芳村: ですから、兄弟の学校のことは兄弟が決めていましたね、あのころは。
並木: そういうことがありましたよね、お兄ちゃんの意見が強力だったり。 親も、子どもたちは自分たちである程度決めていきなさいというような?
芳村: 貧しかったサラリーマンですから、とってもじゃないけど、あなたたちをそんなにいいところに入れてあげられないから、あなたたちが自分たちで決めて、良いと思ったことをしなさいというのが精いっぱいだったのかなと思うんだけれども、親ものんびりしていたというか。
並木: それで真理さんはどのような高校を
芳村: 私は都立西高校に入学したの。そこはもともと男子校でそれにすごい受験校だったんですよ。当時は日比谷高校、西高校の順で東大に入った。
並木: 真理さん、学校では、すごーくもてたでしょ。
芳村: ちょっとね。数からいって男の子が多いから。
並木: おしゃれだったんでしょうね、真理さん。
芳村: 母が結構モダンだったのでシックな好みでしたね。私は子どものときから、母が着せてくれる洋服なんかはすごく得意だったの。子ども服なのに地味なんですよ、グレー系とか。だけど、絶対におしゃれだった。
並木: かなり大人っぽい趣味ですね。
芳村: 多分そうだと思いますよ。明治生まれの両親が、大正時代にモガ、モボという時代を抜けてきているんで…
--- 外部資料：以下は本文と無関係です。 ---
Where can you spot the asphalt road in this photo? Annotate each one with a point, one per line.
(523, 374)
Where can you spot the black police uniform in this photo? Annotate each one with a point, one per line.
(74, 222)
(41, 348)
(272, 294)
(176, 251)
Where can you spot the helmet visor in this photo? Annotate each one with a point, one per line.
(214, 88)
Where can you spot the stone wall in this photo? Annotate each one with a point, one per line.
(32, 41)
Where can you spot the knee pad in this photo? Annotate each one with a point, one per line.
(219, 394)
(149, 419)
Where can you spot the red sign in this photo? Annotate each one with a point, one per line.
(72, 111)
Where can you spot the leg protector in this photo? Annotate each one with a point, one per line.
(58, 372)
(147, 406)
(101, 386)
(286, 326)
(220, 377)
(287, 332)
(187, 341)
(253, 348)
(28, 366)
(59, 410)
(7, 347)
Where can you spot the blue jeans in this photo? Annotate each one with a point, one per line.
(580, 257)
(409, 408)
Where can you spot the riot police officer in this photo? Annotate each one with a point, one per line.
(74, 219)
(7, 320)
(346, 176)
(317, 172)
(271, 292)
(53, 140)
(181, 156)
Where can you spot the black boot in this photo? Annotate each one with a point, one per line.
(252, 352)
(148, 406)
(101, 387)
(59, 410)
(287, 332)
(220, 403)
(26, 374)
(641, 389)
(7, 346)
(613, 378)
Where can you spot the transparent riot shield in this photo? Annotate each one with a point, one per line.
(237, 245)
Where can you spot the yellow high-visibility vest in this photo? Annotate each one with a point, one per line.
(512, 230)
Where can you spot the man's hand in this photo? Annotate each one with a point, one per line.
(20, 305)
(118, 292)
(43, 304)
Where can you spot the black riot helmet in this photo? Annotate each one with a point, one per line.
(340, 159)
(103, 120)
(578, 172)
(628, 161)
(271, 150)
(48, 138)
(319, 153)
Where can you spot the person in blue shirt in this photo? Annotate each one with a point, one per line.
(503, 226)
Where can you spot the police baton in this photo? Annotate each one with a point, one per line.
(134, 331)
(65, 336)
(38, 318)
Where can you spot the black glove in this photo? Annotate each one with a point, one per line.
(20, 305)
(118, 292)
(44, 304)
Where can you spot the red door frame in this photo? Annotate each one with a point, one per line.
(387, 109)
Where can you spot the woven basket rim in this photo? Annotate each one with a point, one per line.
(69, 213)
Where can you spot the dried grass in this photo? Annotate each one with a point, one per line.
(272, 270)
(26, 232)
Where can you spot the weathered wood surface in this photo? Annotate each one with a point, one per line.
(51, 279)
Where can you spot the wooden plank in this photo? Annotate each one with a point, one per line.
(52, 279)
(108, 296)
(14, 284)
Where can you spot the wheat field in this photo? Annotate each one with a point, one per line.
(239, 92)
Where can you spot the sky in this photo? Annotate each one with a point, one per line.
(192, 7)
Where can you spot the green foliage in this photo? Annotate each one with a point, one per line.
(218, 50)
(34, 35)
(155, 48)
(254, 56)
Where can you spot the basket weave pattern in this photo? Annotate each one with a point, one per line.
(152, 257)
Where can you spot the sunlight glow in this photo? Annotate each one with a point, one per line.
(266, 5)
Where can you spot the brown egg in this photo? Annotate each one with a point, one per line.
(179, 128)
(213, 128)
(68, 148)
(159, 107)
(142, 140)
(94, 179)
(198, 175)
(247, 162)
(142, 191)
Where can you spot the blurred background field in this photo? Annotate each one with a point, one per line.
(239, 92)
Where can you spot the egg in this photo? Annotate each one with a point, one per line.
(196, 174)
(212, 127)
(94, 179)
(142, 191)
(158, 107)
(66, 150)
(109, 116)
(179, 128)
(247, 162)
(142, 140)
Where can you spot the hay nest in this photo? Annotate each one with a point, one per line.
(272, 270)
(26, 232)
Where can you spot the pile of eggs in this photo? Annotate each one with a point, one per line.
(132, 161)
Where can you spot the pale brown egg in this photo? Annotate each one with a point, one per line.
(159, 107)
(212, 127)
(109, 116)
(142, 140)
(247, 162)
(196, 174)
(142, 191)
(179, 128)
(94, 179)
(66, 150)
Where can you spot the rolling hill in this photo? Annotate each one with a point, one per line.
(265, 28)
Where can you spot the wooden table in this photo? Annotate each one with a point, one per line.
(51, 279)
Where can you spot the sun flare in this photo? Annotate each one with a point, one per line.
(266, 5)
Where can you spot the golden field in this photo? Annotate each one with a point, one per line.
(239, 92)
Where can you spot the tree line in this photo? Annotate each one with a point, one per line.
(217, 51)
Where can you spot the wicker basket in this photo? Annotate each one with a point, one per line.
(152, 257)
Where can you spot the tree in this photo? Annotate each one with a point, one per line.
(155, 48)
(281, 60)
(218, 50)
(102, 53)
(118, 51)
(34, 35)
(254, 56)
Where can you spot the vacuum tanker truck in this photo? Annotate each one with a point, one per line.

。あの時代のおばあちゃん、おじいちゃんたちっておしゃれでしょ。だから、やっぱりその影響は受けていたかもしれない。
並木: でも進学校とファッションというのはちょっと結びつかないですね。
芳村: 3年生の進路指導のときにね、大学はどうしようかということになったわけ。 だれも相談に乗ってくれないんですよ。兄は受験に失敗したものだから、夢中で勉強していましたし
…。みんなと一緒に受験勉強してどこかを受験しなさいって学校でいわれたときに、私のほうから、「先生、私、受験しないで社会に出ちゃいます、先に。勉強は後からでもできるからいい」っていっちゃったの。
並木: 自分のやりたいことがちゃんとおありだったのね。
芳村: 先生は両親の意見を聞きなさいというので、急いで家に帰って、父と母に、こういうわけで、「私だけは受験しない。早く社会に出てお家を助けるし、私も一人で働きたい。先生に連絡するから、そういうふうに手紙に書いておいて」っていったら、「娘がそのように申しておりますので」みたいに母が数行何か書いた。それを次の日に持って行って、「そうか、じゃあいいだろう」ということになったんです。